Under the same physical status in upper/lower respiratory tract, the composition of the core microbial community was similar (Fig. 6, A, B and C). Among the core microbe 61 OTUs with degree > 1 in the Healthy group, 27 OTUs (44.3%) were found in upper/lower respiratory tract, 23 OTUs (37.7% were only found in upper respiratory tract, and 11 OTUs (18%) were found only in lower respiratory tract (Fig. 6.A, The detailed list is in Supplementary Table 5). In Fig. 6.B (Supplementary Table 6), showed 18 common OTUs (56.3%) were detected in upper/lower respiratory tract, and 7 OTUs (21.9%) were only found in the upper respiratory tract with COPD, and also 7 OTUs (21.9%) were only found in the lower respiratory tract with COPD. Among the 72 OTUs were detected in the AECOPD groups, 35 OTUs (48.6%) were found in upper/lower respiratory tract, and 13 OTUs (18.1%) were only detected in upper respiratory tract, and 24 OTUs (33.3%) were only in lower respiratory tract (Fig. 6.C, Supplementary Table 7).

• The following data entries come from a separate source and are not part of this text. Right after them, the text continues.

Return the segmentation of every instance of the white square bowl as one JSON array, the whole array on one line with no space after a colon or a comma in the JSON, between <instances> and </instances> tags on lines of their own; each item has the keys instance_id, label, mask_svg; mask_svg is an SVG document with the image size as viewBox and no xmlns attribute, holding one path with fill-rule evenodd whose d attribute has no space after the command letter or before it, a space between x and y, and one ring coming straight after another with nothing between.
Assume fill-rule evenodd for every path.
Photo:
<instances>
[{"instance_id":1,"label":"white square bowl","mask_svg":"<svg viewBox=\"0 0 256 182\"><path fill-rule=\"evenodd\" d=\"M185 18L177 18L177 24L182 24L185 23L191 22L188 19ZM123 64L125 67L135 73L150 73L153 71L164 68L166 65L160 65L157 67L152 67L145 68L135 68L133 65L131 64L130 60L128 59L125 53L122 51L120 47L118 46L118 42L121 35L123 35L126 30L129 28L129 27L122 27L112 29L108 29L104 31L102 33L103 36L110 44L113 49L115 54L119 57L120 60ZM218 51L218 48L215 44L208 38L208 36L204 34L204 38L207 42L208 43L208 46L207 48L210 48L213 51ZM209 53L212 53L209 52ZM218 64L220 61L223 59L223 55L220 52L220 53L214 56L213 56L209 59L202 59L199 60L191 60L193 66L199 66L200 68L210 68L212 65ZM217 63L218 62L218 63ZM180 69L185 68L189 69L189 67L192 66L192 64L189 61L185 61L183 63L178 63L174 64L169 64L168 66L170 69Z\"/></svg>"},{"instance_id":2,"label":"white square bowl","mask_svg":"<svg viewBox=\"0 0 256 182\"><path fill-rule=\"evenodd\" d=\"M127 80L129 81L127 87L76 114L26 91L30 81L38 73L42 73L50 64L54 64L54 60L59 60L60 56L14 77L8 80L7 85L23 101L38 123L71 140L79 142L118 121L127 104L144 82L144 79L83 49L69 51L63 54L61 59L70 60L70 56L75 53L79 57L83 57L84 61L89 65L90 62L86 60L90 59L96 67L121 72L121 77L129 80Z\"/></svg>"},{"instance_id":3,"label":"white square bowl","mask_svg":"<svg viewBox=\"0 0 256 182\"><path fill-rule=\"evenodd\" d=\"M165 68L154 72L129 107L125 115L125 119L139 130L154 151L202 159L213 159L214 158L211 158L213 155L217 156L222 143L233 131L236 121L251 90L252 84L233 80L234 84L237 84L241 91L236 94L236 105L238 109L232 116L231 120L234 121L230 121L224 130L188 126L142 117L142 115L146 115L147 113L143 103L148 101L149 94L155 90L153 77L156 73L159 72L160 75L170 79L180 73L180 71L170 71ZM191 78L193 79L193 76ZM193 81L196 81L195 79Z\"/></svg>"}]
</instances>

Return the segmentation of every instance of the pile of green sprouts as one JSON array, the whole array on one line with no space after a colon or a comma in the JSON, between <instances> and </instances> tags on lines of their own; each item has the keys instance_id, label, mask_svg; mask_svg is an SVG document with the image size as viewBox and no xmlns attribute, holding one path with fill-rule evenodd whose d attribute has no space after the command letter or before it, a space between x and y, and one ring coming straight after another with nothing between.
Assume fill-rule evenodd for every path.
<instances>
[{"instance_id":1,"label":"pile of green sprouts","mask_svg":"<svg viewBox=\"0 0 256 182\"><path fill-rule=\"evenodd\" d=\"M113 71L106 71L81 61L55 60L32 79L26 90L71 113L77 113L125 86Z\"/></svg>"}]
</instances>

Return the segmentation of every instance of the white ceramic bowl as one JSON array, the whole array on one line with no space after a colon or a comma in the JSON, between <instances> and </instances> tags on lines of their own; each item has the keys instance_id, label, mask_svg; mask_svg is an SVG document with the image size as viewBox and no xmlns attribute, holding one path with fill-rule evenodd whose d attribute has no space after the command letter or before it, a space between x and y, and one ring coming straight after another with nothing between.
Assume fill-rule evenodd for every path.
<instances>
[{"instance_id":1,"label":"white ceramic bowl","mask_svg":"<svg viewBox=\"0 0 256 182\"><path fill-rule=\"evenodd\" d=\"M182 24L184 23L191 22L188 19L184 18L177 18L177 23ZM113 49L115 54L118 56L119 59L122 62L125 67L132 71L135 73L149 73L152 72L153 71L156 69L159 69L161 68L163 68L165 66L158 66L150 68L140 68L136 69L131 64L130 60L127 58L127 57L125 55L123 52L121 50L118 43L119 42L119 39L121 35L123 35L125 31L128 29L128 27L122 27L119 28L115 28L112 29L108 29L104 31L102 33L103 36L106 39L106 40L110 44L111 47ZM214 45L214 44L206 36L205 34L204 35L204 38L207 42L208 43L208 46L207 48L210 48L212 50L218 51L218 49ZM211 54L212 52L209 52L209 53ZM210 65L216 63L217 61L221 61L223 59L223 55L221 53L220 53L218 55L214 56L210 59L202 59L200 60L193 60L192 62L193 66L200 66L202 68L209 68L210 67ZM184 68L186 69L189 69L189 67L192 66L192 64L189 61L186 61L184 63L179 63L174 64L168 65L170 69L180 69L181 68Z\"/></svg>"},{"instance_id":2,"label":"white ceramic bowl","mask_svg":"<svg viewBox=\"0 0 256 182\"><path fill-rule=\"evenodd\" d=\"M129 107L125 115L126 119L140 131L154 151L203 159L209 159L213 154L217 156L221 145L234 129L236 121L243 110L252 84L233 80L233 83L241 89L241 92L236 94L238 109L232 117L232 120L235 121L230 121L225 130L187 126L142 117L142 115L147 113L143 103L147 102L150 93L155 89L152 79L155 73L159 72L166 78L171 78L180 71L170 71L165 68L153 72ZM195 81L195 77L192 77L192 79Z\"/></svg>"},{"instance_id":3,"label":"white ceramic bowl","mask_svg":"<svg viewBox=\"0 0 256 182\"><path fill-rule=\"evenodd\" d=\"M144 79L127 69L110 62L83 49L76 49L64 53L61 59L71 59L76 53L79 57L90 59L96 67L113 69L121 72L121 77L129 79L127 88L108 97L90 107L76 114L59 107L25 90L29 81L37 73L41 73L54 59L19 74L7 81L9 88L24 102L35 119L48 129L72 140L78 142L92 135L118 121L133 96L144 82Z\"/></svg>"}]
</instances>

Bacterial composition in upper respiratory tract in healthy, COPD and AECOPD groups, among the core microbe 57 OTUs detected in the upper respiratory tract, 22 OTUs (38.6%) were detected in all three groups. Only 1 OTU (1.8%) were found in COPD group, and 6 OTUs (10.5%) were only in Healthy, and 6 OTUs (10.5%) were found only in AECOPD, Two OTUs (3.6%) were detected in Healthy and COPD groups, and 20 OTUs (35.1%) were detected in Healthy and AECOPD groups, and there was no common OTU only detected in COPD and AECOPD (Fig. 6.D, Supplementary Table 8). In lower respiratory tract, there were 62 core microbes in all three groups, 17 OTUs (27.4%) were identical in all three groups. Only 1 OTU (1.6%) were found in COPD group, and 2 OTUs (3.2%) were only in Healthy, and 16 OTUs (25.8%) were found in AECOPD. There was no identical OTU only detected in COPD and Healthy, 19 OTUs (30.6%) were identified both in Healthy and AECOPD groups, and 7 OTUs were found in COPD and AECOPD (Fig. 6.E, Supplementary Table 9).
Differences in network complexity suggested that bacterium-bacterium interactions within respiratory tract microbiome was changed in COPD and influenced by exacerbations.